Widespread Attacks on the Press
The Salvadoran Association of Journalists has documented 61 direct attacks on the press since Bukele took power last month, and more than 20 so far during the pandemic.
Last Tuesday, July 21, echoing a similar incident involving Revista Factum during the first months of the new government, the server of the magazine Gato Encerrado suffered a cyber attack that resulted in the loss of the last six months of the outlet’s publication data.
In early July, the home of Gato Encerrado reporter Julia Gavarrete was broken into while she was covering an event at the Presidential House. The only valuable object stolen was her computer.

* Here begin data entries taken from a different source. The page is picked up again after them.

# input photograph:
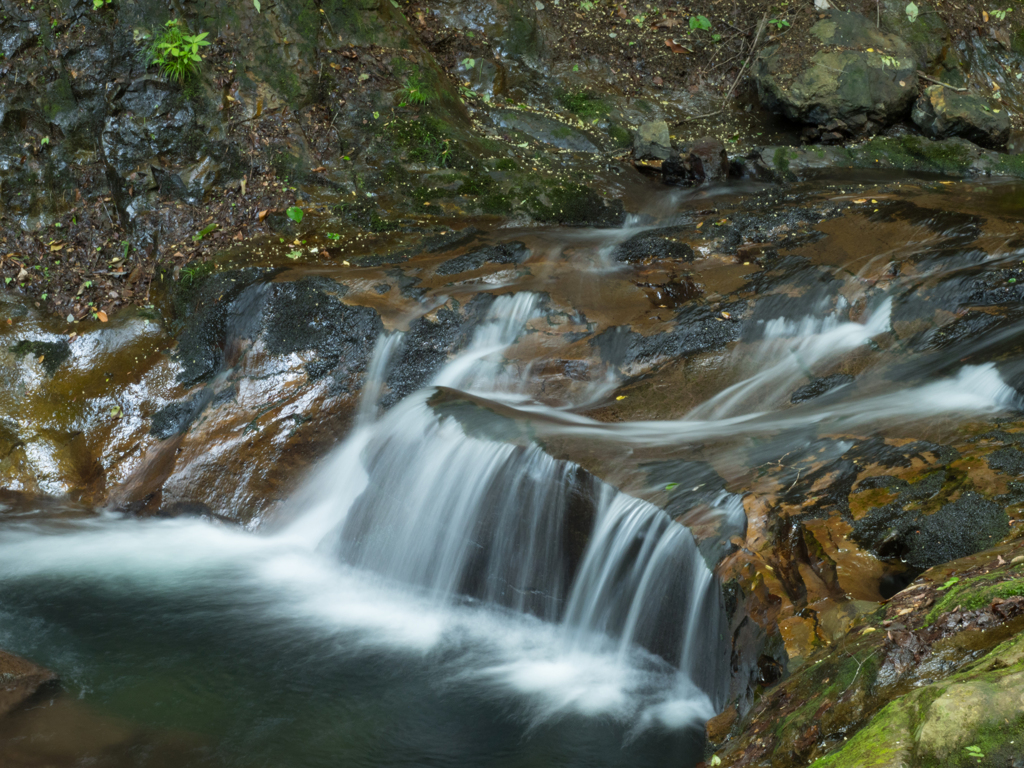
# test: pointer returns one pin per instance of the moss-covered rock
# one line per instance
(845, 74)
(942, 113)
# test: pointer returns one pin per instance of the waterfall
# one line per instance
(415, 500)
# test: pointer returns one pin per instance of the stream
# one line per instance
(496, 569)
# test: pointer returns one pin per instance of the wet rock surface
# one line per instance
(844, 75)
(941, 113)
(19, 680)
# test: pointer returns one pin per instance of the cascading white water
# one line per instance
(417, 501)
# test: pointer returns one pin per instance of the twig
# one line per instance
(923, 76)
(700, 117)
(754, 50)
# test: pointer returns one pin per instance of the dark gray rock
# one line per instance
(705, 160)
(943, 113)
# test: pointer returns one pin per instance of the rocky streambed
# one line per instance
(797, 333)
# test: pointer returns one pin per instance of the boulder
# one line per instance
(942, 113)
(18, 681)
(925, 31)
(844, 73)
(652, 141)
(705, 160)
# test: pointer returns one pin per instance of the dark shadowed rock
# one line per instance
(705, 160)
(942, 113)
(819, 386)
(19, 679)
(653, 245)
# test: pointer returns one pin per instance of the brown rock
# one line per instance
(18, 680)
(720, 725)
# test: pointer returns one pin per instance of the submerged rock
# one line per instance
(942, 113)
(845, 75)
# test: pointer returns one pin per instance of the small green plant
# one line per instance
(177, 53)
(699, 23)
(202, 232)
(415, 91)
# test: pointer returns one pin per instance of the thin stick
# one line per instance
(700, 117)
(754, 50)
(923, 76)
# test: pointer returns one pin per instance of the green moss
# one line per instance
(572, 205)
(506, 164)
(476, 183)
(914, 154)
(50, 353)
(972, 594)
(781, 161)
(881, 744)
(425, 140)
(584, 104)
(622, 136)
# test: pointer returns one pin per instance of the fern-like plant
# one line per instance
(177, 53)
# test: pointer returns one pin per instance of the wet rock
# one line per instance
(204, 306)
(705, 160)
(19, 679)
(547, 130)
(309, 315)
(50, 353)
(845, 70)
(697, 329)
(819, 386)
(926, 33)
(942, 113)
(426, 348)
(653, 245)
(504, 253)
(651, 141)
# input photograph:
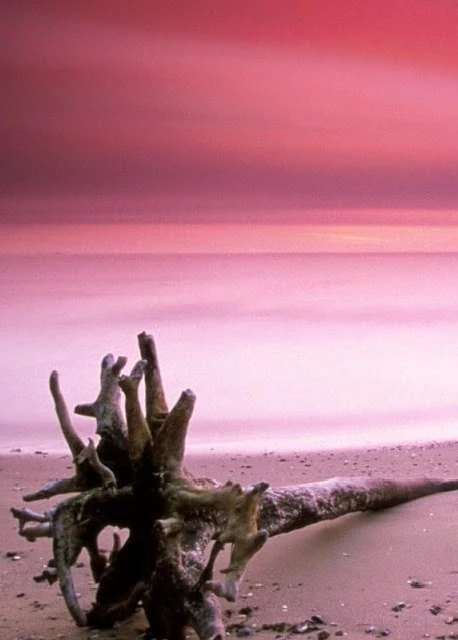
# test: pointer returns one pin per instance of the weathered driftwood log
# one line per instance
(135, 479)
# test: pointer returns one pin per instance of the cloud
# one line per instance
(94, 110)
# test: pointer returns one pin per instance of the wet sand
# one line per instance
(391, 573)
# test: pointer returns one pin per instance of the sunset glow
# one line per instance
(270, 188)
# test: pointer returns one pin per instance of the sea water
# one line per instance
(283, 351)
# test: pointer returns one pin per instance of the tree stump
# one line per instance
(135, 479)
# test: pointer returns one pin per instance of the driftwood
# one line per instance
(135, 479)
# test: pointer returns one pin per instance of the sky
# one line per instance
(340, 116)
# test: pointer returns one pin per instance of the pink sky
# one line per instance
(306, 112)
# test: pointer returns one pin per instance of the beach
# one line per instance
(391, 573)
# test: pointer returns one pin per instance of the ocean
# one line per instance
(284, 351)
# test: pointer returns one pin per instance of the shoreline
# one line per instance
(353, 572)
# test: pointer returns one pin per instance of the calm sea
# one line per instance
(282, 351)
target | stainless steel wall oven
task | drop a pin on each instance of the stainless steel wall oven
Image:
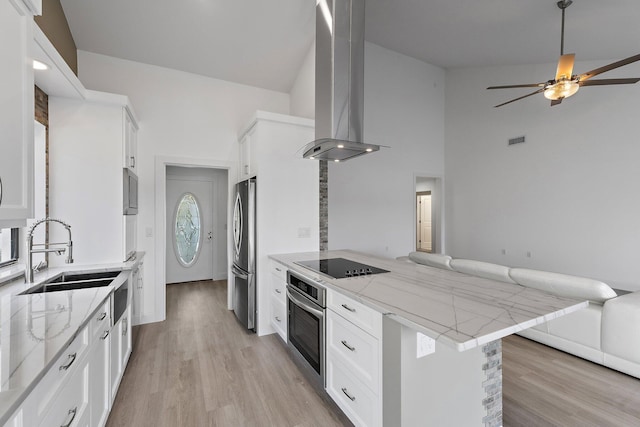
(306, 325)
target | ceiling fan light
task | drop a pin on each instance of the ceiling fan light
(562, 89)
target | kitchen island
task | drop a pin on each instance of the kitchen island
(453, 320)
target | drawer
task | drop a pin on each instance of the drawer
(60, 372)
(279, 317)
(101, 321)
(362, 406)
(359, 314)
(71, 406)
(278, 270)
(356, 349)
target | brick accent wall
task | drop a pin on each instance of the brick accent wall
(324, 206)
(493, 384)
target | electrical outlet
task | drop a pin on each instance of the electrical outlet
(425, 345)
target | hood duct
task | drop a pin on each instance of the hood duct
(339, 82)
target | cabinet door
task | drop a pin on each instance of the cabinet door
(16, 115)
(99, 396)
(130, 138)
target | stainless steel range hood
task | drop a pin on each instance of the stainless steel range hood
(339, 82)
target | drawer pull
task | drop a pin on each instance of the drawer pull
(346, 393)
(346, 344)
(73, 413)
(346, 307)
(68, 365)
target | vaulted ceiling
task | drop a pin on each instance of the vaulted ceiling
(263, 43)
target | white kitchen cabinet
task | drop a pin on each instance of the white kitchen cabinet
(130, 141)
(86, 177)
(137, 282)
(16, 114)
(279, 299)
(99, 366)
(120, 350)
(287, 198)
(354, 359)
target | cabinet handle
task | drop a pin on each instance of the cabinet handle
(346, 344)
(346, 307)
(73, 359)
(346, 393)
(73, 413)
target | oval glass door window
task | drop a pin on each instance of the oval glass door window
(187, 234)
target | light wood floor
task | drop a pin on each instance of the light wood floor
(199, 368)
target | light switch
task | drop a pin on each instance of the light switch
(425, 345)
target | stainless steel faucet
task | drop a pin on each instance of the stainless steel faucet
(29, 270)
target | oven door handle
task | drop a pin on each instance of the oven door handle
(300, 302)
(238, 273)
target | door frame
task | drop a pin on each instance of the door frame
(161, 163)
(437, 196)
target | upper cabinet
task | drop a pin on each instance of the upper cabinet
(130, 138)
(16, 114)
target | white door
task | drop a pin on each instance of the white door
(189, 230)
(423, 214)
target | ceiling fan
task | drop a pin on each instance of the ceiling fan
(566, 83)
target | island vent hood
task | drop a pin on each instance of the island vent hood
(339, 82)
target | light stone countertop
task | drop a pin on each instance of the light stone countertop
(36, 329)
(455, 309)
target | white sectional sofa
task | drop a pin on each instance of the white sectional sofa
(606, 332)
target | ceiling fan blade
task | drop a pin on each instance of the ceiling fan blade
(517, 99)
(565, 66)
(514, 86)
(593, 73)
(602, 82)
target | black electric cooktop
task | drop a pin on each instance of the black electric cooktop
(339, 268)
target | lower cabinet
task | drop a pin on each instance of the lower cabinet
(354, 359)
(79, 389)
(120, 350)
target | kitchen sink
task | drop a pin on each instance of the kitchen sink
(71, 280)
(67, 286)
(75, 277)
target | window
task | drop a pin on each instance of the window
(187, 230)
(8, 246)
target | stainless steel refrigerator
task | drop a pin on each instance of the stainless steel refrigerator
(244, 253)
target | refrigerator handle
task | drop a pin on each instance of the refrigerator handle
(238, 273)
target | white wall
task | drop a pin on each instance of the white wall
(569, 195)
(304, 88)
(181, 115)
(372, 198)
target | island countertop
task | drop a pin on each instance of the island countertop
(455, 309)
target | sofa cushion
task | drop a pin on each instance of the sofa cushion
(432, 260)
(563, 285)
(482, 269)
(620, 320)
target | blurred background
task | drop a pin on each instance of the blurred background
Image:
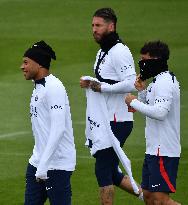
(66, 26)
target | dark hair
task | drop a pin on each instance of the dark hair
(157, 49)
(107, 14)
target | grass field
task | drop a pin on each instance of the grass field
(66, 25)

This robbery is not an isolated event. On July 13, as part of an intelligence operation involving several people, a man entered the apartment of Oscar Luna, editor of Disruptiva, a magazine run by the academic Oscar Picardo. In recent weeks, Picardo’s mathematical projections of Covid-19 infections had placed him at the center of Bukele's rage. The thief entered Picardo’s home around midnight, while Luna and his family were sleeping, and removed two computers and a map of San José Villanueva, the municipality where Picardo is conducting a covid-19 infection monitoring experiment.

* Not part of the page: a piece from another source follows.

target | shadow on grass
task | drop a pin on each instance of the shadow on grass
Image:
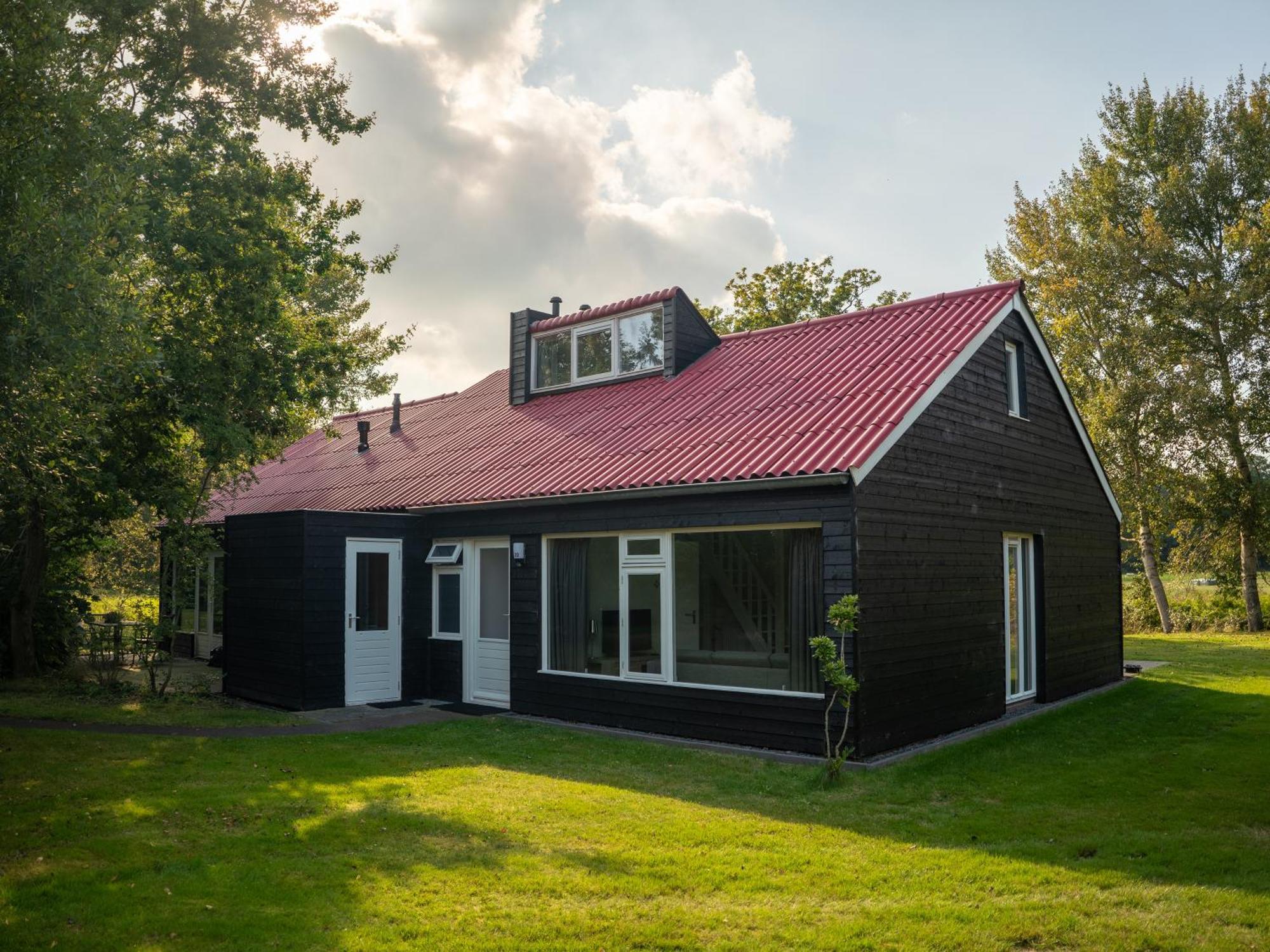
(284, 840)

Several journalists from various media outlets have also denounced surveillance, harassment by the Presidential House’s press staff, and smear campaigns against them that have led to threats. Most notably, these include repeated attacks on Karen Fernández, a journalist with the program Focos on Canal 33. The attacks against Fernández were instigated by, among others, the former party leader of Arena, Walter Araujo, now a congressional candidate for Bukele's Nuevas Ideas party. The president has even launched a campaign against the Central American University (UCA) in retaliation for opinions expressed by its media outlets.

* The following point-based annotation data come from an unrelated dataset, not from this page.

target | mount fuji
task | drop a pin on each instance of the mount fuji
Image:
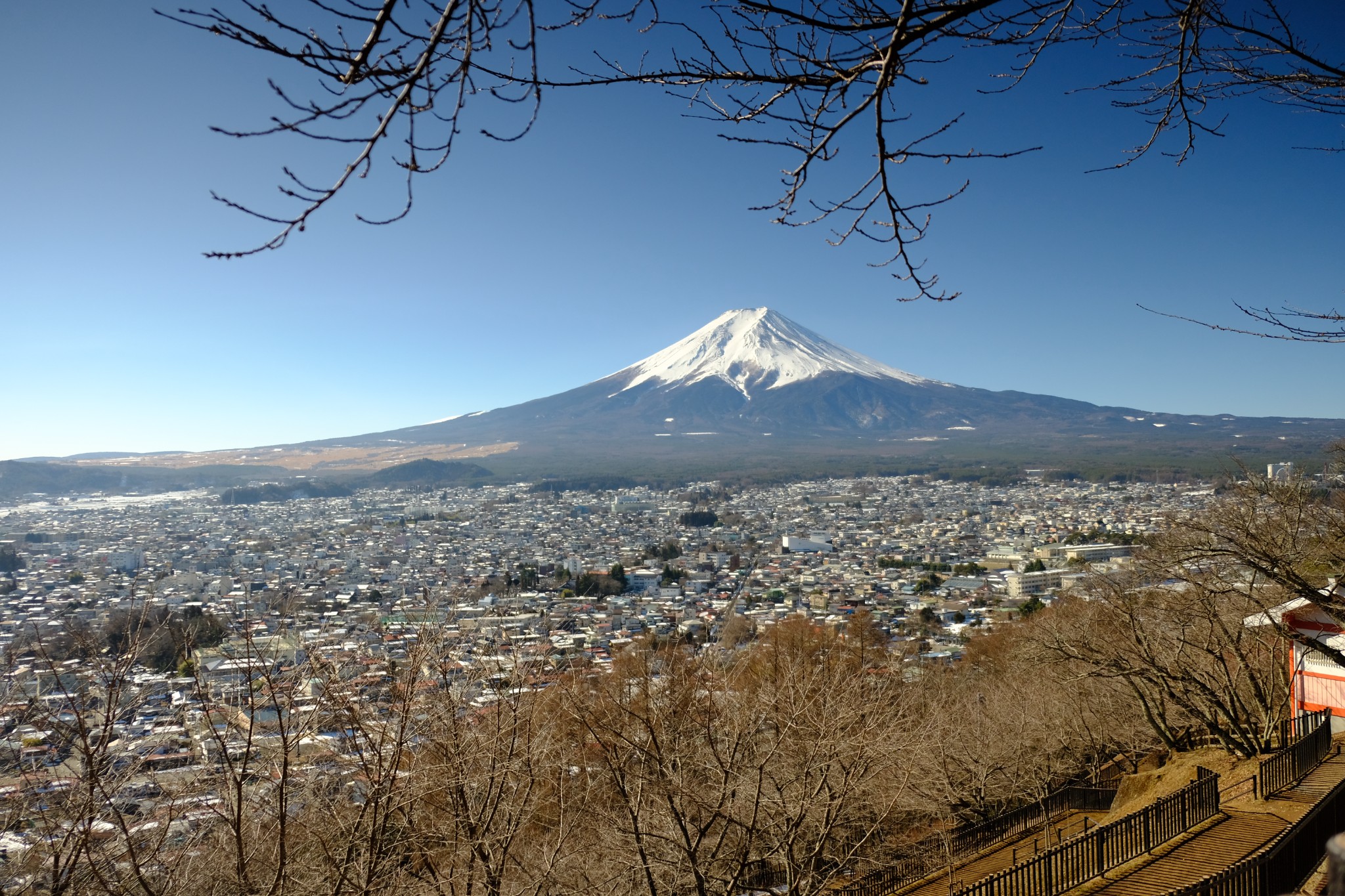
(753, 373)
(753, 391)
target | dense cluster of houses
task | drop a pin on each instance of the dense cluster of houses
(506, 575)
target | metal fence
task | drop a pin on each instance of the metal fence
(934, 852)
(1285, 863)
(1072, 863)
(1310, 742)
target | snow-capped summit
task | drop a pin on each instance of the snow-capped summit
(755, 349)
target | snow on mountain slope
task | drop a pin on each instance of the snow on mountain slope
(753, 347)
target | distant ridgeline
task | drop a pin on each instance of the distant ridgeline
(424, 473)
(410, 475)
(287, 492)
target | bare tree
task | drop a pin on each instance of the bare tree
(808, 78)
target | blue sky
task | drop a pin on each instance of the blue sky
(615, 228)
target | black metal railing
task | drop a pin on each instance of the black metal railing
(937, 851)
(1106, 847)
(1020, 821)
(1285, 863)
(1310, 742)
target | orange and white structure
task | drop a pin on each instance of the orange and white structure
(1315, 680)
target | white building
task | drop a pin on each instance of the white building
(632, 504)
(795, 544)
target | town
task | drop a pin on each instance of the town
(516, 575)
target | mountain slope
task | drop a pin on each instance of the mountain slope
(755, 390)
(752, 373)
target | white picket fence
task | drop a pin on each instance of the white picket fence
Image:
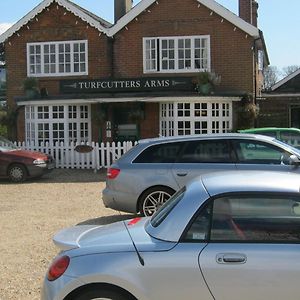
(101, 156)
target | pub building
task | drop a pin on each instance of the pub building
(164, 68)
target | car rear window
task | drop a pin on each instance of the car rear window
(161, 153)
(165, 210)
(214, 151)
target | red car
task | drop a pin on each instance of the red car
(18, 165)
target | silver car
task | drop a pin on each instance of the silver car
(226, 236)
(146, 176)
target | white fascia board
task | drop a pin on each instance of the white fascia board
(231, 17)
(132, 14)
(43, 5)
(285, 79)
(128, 99)
(211, 4)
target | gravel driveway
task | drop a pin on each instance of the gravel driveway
(30, 213)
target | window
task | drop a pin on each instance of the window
(260, 60)
(57, 123)
(206, 152)
(168, 206)
(252, 152)
(242, 218)
(290, 137)
(185, 118)
(162, 153)
(176, 54)
(257, 218)
(57, 58)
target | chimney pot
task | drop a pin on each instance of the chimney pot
(122, 7)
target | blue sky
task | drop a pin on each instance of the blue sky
(279, 20)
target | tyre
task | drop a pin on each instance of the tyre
(100, 294)
(152, 199)
(17, 173)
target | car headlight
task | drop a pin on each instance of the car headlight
(39, 161)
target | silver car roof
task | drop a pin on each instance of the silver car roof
(202, 188)
(206, 136)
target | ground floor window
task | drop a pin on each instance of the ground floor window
(57, 123)
(186, 118)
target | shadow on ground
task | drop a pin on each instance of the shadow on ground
(66, 175)
(107, 219)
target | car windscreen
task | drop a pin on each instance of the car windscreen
(168, 206)
(296, 150)
(6, 145)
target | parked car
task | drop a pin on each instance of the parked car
(18, 165)
(290, 136)
(230, 235)
(146, 176)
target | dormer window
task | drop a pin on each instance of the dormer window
(64, 58)
(176, 54)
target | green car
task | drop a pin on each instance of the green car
(290, 136)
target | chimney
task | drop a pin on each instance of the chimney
(248, 11)
(254, 13)
(121, 8)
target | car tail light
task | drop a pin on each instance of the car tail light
(58, 267)
(112, 173)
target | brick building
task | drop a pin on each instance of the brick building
(280, 106)
(136, 78)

Government attacks on the press in El Salvador are so alarming that even during the height of the pandemic they have prompted observation and condemnation by several human rights organizations, including Amnesty International, the Committee to Protect Journalists, Human Rights Watch, the OAS Special Rapporteur for Freedom of Expression, the Office of the United Nations High Commissioner for Human Rights, the Center for Justice and International Law (CEJIL), the Due Process of Law Foundation, and the Knight Center for Journalism in the Americas.
The reason for the crackdown can be found in the very pages of the newspapers Bukele attacks: In spite of the government shutting off access to public information during the quarantine and refusing to provide journalists with information, public documentation, contracts, and access to public facilities, these media outlets have documented the awarding of million-dollar contracts during the emergency to companies with ties to public officials. Amid mounting evidence of misconduct, the president is lashing out at those who detect and document the corruption, not at the corrupt themselves.
In his march toward the dismantling of El Salvador’s democratic institutions, Bukele has found an obstacle in journalism, and he intends to silence it by whatever means necessary: fiscal, legal, technological, political, or through propaganda and social media. This is one more stage in the process of institutional and democratic regression pursued by this administration since coming to power.
El Faro reaffirms its decision to respond to these attacks with more and better journalism. For 22 years, we have continued to question and investigate every government in power and have maintained our commitment to democracy through the exercise of professional journalism. Without critical journalism, democracy can’t work—just like it can’t work without a critical citizenry, regardless of who’s in power.
We call on our national and international colleagues—and on organizations working to defend human rights, protect freedom of expression, and safeguard democracy—to take note of the threats against press freedom in El Salvador, and of the rapid deterioration of conditions necessary for the proper exercise of journalism.